Bayesian A/B testing: A practical experimentation model for marketing

Bayesian A/B testing: A practical experimentation model for marketing

For businesses, effective decision making is the goal. Statistical significance and other fluff are just supporting actors...

I recently led my organization's transition from traditional frequentist testing approach to Bayesian testing. This successful transition brought great benefits in terms of flexibility, real-time decision-making and intuitive results. This article explains some of the intricacies of Bayesian testing and why it is better than the traditional approach.

Understanding Bayesian A/B Testing

Bayesian A/B testing is rooted in Bayesian statistics, a branch of mathematics that updates the probability of a hypothesis as new evidence becomes available. Unlike traditional, or frequentist, methods that rely on fixed p-values and long-term averages, Bayesian testing gives marketers a clear probability that one version is better than another based on the data at hand. In e-commerce, where decisions often need to be made quickly, this ability to update results dynamically makes Bayesian methods particularly attractive.

Why It Matters for E-Commerce Marketing Teams

1. Faster and More Accurate Insights

Traditional A/B tests often require large sample sizes and long testing periods before producing statistically significant results. For an e-commerce business running multiple campaigns at once, waiting weeks or even months for results can be costly. Bayesian A/B testing, on the other hand, allows marketers to start making informed decisions with smaller data sets. This can speed up testing cycles and allow teams to pivot quickly based on real-time data.

For example, a marketing team testing two versions of a product landing page may be able to determine, within a few days, that version A is 80% likely to outperform version B. This is much faster than waiting for a traditional test to hit statistical significance.

2. Intuitive Decision-Making

Bayesian A/B testing translates complex statistical outputs into understandable probabilities. Instead of relying on technical jargon like p-values, Bayesian methods provide straightforward answers like, "There’s an 85% chance that version A will generate more sales than version B." For marketing teams, this simplifies the decision-making process. Stakeholders can act with greater confidence, reducing the friction often associated with interpreting traditional A/B test results.

3. Optimizing for Revenue, Not Just Clicks

In e-commerce, the ultimate goal of any marketing effort is revenue generation. Traditional A/B testing often focuses on click-through rates or conversion percentages, which may not tell the full story. Bayesian A/B testing, however, allows for testing with more nuanced business metrics. For example, a test can be designed to predict the expected lifetime value (LTV) of customers based on different email campaigns. This makes it easier to optimize for long-term profitability rather than just immediate clicks or conversions.

4. Flexibility in Multi-Variant Testing

E-commerce teams often want to test more than two variations at once. With traditional methods, this can be cumbersome due to the increased sample size and complexity of analysis. Bayesian A/B testing can handle multiple variations more efficiently, making it a better fit for testing things like product recommendations, discount strategies, or personalized user experiences.

Bayesian Testing Foundations

I will intentionally leave all the technical details out, but the core principle of Bayesian testing is Bayesian inference, which uses prior beliefs and new data to update the posterior probability. The formula for this is:

Posterior = Likelihood x Prior / Evidence

In practice:

  • Prior: Your initial assumption about the success rate of a variant (can be based on historical data or a neutral guess).
  • Likelihood: The observed data from your test (e.g., clicks, conversions).
  • Posterior: The updated probability that a particular variant is the best after considering the new data.
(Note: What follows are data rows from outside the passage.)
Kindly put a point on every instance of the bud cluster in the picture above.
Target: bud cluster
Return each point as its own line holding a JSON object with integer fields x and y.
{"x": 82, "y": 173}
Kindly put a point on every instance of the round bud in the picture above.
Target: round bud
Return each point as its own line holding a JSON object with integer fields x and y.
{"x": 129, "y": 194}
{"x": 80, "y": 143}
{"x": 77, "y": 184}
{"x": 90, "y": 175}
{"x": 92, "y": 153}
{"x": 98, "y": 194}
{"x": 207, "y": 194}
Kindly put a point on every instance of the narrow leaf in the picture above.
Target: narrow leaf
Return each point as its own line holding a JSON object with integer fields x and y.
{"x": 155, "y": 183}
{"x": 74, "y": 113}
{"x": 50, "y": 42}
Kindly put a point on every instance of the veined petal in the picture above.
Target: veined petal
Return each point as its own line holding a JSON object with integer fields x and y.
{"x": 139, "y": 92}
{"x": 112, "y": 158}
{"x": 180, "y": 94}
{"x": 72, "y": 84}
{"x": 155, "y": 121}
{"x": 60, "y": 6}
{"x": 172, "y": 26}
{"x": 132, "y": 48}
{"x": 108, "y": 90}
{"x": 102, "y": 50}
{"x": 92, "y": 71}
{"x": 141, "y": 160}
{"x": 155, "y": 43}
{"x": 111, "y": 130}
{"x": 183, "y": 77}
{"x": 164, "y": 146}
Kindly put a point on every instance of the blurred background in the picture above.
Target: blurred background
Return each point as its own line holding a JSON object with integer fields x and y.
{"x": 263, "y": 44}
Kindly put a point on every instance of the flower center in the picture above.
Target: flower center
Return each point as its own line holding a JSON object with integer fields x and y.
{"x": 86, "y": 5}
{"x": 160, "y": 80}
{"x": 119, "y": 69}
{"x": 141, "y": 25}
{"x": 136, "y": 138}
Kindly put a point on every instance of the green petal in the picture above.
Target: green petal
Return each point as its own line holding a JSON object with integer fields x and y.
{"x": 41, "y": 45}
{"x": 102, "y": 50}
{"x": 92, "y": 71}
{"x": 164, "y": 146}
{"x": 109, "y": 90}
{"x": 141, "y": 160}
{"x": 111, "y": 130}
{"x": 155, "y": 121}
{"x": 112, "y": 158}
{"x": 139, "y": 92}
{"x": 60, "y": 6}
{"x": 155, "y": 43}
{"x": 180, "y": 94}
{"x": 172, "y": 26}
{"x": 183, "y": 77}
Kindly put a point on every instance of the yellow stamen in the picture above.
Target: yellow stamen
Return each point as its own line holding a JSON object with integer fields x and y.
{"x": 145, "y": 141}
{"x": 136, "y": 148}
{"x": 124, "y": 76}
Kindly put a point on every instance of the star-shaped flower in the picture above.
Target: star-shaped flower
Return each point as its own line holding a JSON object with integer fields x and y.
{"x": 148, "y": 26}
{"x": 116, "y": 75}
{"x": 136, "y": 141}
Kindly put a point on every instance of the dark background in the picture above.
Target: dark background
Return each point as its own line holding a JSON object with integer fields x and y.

Example: Real-World Bayesian A/B Test for Campaign landing page.

Let’s imagine you are testing two variants of campaign landing page:

  • Variant A: Landing page with images, text and CTA buttons.
  • Variant B: Landing page with just text and CTA buttons and no images.

Our hypothesis is that we expect a clean landing page with no images to convert better and have more CTA clickthrough.

After 5,000 visits:

  • Variant A: 1,000 clickthrough (20% open rate)
  • Variant B: 1,100 clickthrough (22% open rate)

With Bayesian inference, after this data collection, you find:

  • Variant A has a 30% probability of being better than Variant B.
  • Variant B has a 70% probability of being better than Variant A.

Given this data, you can confidently conclude that Variant B is more likely to be effective, and you can begin to deploy it while continuing to gather data for further confirmation.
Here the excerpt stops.